There’s a lot of information about you in public documents if you’ve ever signed a lease or applied for a loan – your address, your age, sometimes the identity of your family members.

It’s well known that a lot of sites around the internet, such as Spokeo, collect and compile that kind of information into databases.

But one innocuous-seeming website, FamilyTreeNow.com, found itself at the center of controversy earlier this week when some people realized that you could get information like a person’s address, family members, birth month, and phone number – within minutes and without ever creating an account.

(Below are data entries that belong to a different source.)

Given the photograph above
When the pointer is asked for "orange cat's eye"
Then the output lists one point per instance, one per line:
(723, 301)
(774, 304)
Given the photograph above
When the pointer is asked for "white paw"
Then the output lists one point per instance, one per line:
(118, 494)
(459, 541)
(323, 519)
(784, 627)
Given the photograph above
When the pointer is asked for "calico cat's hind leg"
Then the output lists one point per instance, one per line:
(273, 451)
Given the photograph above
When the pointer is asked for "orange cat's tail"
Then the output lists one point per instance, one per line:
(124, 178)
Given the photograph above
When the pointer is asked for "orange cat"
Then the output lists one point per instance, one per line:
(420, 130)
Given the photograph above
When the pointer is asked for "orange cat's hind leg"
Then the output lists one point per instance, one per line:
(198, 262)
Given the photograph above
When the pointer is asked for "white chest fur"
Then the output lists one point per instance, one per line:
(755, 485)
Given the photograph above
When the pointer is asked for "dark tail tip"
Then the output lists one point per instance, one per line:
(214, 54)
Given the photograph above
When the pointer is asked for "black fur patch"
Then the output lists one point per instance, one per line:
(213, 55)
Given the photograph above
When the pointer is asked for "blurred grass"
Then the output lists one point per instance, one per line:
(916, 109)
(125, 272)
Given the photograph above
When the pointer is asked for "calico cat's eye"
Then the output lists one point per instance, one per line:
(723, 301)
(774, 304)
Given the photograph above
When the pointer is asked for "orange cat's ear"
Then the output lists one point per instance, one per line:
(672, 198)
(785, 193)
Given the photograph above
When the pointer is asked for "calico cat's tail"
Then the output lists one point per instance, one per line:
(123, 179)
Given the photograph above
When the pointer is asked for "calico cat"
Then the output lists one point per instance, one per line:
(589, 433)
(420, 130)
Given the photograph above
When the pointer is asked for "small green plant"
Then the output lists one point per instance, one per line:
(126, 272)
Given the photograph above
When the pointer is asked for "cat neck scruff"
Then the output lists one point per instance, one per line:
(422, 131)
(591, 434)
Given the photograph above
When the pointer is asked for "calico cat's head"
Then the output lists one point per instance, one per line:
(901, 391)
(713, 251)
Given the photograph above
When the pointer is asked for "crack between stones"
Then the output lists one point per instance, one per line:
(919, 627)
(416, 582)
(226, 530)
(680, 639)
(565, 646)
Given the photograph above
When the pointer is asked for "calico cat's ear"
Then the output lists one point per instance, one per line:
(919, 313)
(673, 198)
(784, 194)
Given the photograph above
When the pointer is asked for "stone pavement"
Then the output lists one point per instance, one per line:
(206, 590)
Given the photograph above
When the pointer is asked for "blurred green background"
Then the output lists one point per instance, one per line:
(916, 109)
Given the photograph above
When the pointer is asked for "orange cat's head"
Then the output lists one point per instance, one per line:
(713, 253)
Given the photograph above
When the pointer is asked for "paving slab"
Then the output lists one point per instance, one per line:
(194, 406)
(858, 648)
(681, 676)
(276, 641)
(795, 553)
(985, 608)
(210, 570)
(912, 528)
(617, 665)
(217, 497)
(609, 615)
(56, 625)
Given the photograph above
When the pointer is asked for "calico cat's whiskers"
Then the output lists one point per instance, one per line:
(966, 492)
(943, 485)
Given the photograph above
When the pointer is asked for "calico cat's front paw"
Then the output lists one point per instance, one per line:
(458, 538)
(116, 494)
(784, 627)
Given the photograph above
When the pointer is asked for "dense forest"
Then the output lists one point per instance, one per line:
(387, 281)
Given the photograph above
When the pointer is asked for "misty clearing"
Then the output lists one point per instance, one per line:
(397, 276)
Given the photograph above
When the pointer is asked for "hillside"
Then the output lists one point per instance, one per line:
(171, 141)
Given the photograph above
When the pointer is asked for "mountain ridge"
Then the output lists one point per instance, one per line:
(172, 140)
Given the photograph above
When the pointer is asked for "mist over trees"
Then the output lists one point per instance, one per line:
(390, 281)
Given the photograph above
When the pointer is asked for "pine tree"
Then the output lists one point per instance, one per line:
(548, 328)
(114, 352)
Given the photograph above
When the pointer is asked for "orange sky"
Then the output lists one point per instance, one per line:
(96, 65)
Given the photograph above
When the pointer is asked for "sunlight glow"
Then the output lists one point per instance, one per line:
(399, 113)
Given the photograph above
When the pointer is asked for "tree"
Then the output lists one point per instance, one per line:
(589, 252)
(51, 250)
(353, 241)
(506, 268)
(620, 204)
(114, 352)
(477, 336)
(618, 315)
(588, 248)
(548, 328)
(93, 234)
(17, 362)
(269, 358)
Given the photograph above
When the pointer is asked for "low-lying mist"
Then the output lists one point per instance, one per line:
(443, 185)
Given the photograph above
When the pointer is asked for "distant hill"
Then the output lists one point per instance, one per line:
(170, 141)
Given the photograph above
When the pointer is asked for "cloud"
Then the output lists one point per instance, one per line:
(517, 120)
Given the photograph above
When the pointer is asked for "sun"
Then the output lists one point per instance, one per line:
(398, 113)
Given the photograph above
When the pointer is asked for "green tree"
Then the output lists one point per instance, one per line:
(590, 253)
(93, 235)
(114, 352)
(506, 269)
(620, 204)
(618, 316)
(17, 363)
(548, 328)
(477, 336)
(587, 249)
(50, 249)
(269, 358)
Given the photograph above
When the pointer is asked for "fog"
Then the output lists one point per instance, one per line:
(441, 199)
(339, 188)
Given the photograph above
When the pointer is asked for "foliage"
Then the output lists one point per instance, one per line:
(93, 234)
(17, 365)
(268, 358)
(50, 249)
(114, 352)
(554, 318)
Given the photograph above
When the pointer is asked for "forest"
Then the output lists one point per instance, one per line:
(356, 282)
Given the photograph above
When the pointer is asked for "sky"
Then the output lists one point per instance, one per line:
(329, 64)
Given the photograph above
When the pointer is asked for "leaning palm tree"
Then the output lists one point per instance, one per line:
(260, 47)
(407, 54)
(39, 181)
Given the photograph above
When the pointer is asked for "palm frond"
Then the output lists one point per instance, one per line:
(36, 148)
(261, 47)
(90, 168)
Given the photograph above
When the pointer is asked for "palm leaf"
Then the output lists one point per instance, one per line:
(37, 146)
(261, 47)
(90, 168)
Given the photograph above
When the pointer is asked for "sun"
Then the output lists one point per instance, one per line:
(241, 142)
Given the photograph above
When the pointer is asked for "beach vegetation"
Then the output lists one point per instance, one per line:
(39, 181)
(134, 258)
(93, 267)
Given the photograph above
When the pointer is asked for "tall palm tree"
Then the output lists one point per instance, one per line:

Go check it out for yourself. Simply input your name and your state and see what it turns up for you. For me, it found my immediate family members, an old address I used to use, and my current address.

Anna Brittain, a young-adult fiction writer based in Alabama, discovered Family Tree Now, and tweeted out a series of instructions about how to remove your personal information that ended up going viral.

Her recommendations were picked up by The Washington Post, and several Facebook users, and Snopes eventually had to run an article to clear up misconceptions.

“Internet safety is important to anyone, and in particular the community I belong to on twitter sees a lot of targeted online abuse. Thanks to a volatile political climate, using our voices now comes with placing targets on our backs — particularly the marginalized groups Tr*mp has alienated and endangered most,” Brittain wrote in a blog post published on Thursday.

The good news is that Brittain’s instructions about how to opt-out are clear and effective. I was able to remove myself from its database quickly.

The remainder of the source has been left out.